6.875% senior secured notes due 2020
The Company’s 6.875% senior secured notes (senior secured notes due 2020) are due October 2020. These notes are secured by the land and buildings of the following subsidiaries of the Company:  Titan Tire Corporation, Titan Tire Corporation of Bryan, Titan Tire Corporation of Freeport and Titan Wheel Corporation of Illinois. The Company's senior secured notes due 2020 outstanding balance was $400.0 million at December 31, 2013.
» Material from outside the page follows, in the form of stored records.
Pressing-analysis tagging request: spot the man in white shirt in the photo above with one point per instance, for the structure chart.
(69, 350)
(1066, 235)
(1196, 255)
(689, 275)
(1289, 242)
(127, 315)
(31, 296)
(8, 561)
5.625% convertible senior subordinated notes due 2017
The Company’s 5.625% convertible senior subordinated notes (convertible notes) are due January 2017.   The initial base conversion rate for the convertible notes is 93.0016 shares of Titan common stock per $1,000 principal amount of convertible notes, equivalent to an initial base conversion price of approximately $10.75 per share of Titan common stock.  If the price of Titan common stock at the time of determination exceeds the base conversion price, the base conversion rate will be increased by an additional number of shares (up to 9.3002 shares of Titan common stock per $1,000 principal amount of convertible notes) as determined pursuant to a formula described in the indenture.  The base conversion rate will be subject to adjustment in certain events.  The Company’s convertible notes balance was $60.2 million at December 31, 2013.

In the first quarter of 2013, the Company closed an Exchange Agreement with a note holder of the convertible notes. The two parties privately negotiated an agreement to exchange approximately $52.7 million in aggregate principal amount of the convertible notes for approximately 4.9 million shares of the Company's common stock plus a cash payment totaling $14.2 million. In connection with this exchange, the Company recognized a charge of $7.3 million in accordance with accounting standards related to debt conversions.

Titan Europe credit facilities
The Titan Europe credit facilities contain borrowings from various institutions totaling $41.7 million at December 31, 2013. Maturity dates on this debt range from less than one year to eleven years and interest rates range from 5% to 6.9%. The European facilities are secured by the assets of select European subsidiaries.

7.875% senior secured notes due 2017
In the fourth quarter of 2013, Titan satisfied and discharged the indenture relating to the 7.875% senior secured notes due October 2017 (senior secured notes due 2017) by completing a tender offer settlement and redemption of all of its outstanding $525 million principal amount of the notes, including $325 million issued in 2013. In connection with this tender offer and redemption, the Company recorded expenses of $22.7 million.

Revolving credit facility
The Company’s $150 million revolving credit facility (credit facility) with agent Bank of America, N.A. has a December 2017 termination date and is collateralized by the accounts receivable and inventory of Titan and certain of its domestic subsidiaries.  During 2013 and at December 31, 2013, there were no borrowings under the credit facility.  

Other debt
Brazil Revolving Line of Credit
The Company's wholly-owned Brazilian subsidiary, Titan Pneus Do Brasil Ltda (Titan Brazil), has a revolving line of credit (Brazil line of credit) established with Bank of America Merrill Lynch Banco Multiplo S.A. in May 2011. Titan Brazil could borrow up to 16.0 million Brazilian Reais, which equates to approximately $6.8 million dollars as of December 31, 2013, for working capital purposes. Under the terms of the Brazil line of credit, borrowings, if any, bear interest at a rate of 1 month LIBOR plus 247 basis points. During 2013 and at December 31, 2013 there were no borrowings outstanding on this line of credit.

Australia Other Debt
Titan National Australia Holdings has capital leases totaling $1.0 million at December 31, 2013.

Titan Europe Other Debt
Titan Europe has overdraft facilities totaling $53.4 million at December 31, 2013.

Titan Europe Capital Leases
Titan Europe has capital lease obligations totaling $2.4 million at December 31, 2013.